Galofré is also a big believer in the maxim, “All the people all the time” – an expression of the collaborative culture at Volvo.
“When we make decisions, I invite the dealers, I invite my employees, I invite all the stakeholders to be part of the programs, to be part of the design. Because that’s the only way to convince them to all be in the same boat.”
“We don’t have our own targets at Volvo Car España,” he says as an example of this collaboration. “We are aligned with the global strategy of our company. We have a global strategy.”
That global strategy incorporates values and ideals such as sustainable mobility, combating climate change and overhauling the concept of customer service, he says. The collaborative culture at Volvo Car España incorporates the perspectives of stakeholders such as dealers and suppliers.
“When we make decisions, I invite the dealers, I invite my employees, I invite all the stakeholders to be part of the programs, to be part of the design. Because that’s the only way to convince them to all be in the same boat.
“I never complain about our colleagues in the headquarter or those crazy guys from the factories. We are all in it together.”
One of Galofré’s initiatives has been constant contact with customers, but in a streamlined way, which saves them time and shows a proactive approach to service and preventing potential problems.
Through the collection of data and use of apps, Volvo can advise customers of the need for maintenance and quickly schedule digital online appointments.
A key part of the approach is to have only a single voice and direct contact for Volvo and its customers – a break from the traditional model of dealers tending to their own customers and the manufacturer mostly staying on the sidelines.
“Volvo is so special because the founders of this company set a purpose that we had to care about people because the people were in the cars.”

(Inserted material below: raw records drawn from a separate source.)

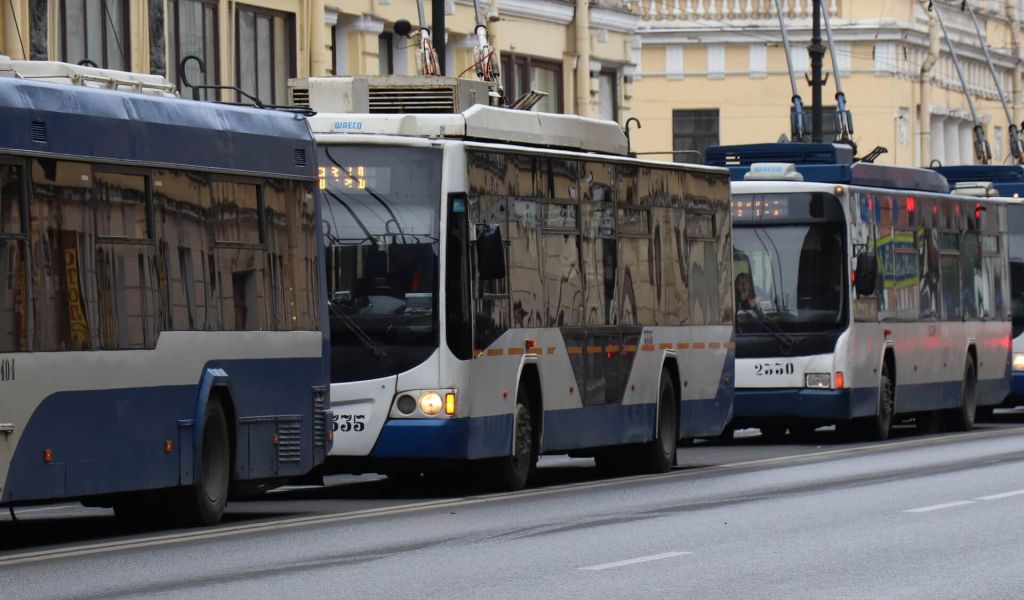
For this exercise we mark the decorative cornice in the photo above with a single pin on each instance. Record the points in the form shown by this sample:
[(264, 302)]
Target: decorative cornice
[(615, 20), (331, 16)]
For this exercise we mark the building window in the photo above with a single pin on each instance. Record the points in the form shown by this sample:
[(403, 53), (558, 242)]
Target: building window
[(607, 106), (96, 31), (266, 52), (192, 31), (385, 50), (828, 131), (693, 131), (523, 74)]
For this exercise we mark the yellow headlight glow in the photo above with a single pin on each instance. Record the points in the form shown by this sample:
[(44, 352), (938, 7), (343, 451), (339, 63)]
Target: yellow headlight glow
[(431, 403)]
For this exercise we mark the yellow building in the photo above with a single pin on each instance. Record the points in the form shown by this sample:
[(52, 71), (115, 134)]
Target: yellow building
[(715, 72), (259, 44)]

That decision was made with input from all stakeholders, including dealers, and focused exclusively on the needs of customers.
“We have had more than 70,000 conversations with our customers because we made the decision with our dealers that we would have only one voice to our customers,” he says.
Dealers, he recalls, would tell him, “If I sold the car, the customer belongs to me,” to which he would respond, “I’m sorry. Just put yourself in the shoes of a customer”. Volvo has full digital and physical integration in Spain with its dealers, he adds.
Volvo dealers in Spain appear happy with the ‘one voice’ strategy. In surveys of Spanish auto dealers over the past five years, Volvo has won four gold medals in the category of dealers’ relationships with automakers.
“It’s not only that they are earning money,” Galofré says. “It’s also that they feel they’re part of Volvo. Because we always consider and respect them. As I said, they must be involved with every single idea.”
“In the different jobs that I’ve had, I always try to be curious and to improve things.”
The relationship with its stakeholders and customers differentiates Volvo from other automakers. So does its focus on the environment. Volvo has set ambitious climate targets, including a 40 percent reduction in CO2 emissions by 2025 and being carbon neutral by 2040.
“Volvo is so special because the founders of this company set a purpose that we had to care about people because the people were in the cars,” he says. “Today, we understand that that mission was to care about all people – driver, passengers and pedestrians – as well as our common home, the planet.
“I’m really motivated to be part of Volvo because we feel that we are leaders and pioneers in this new sustainable mobility.”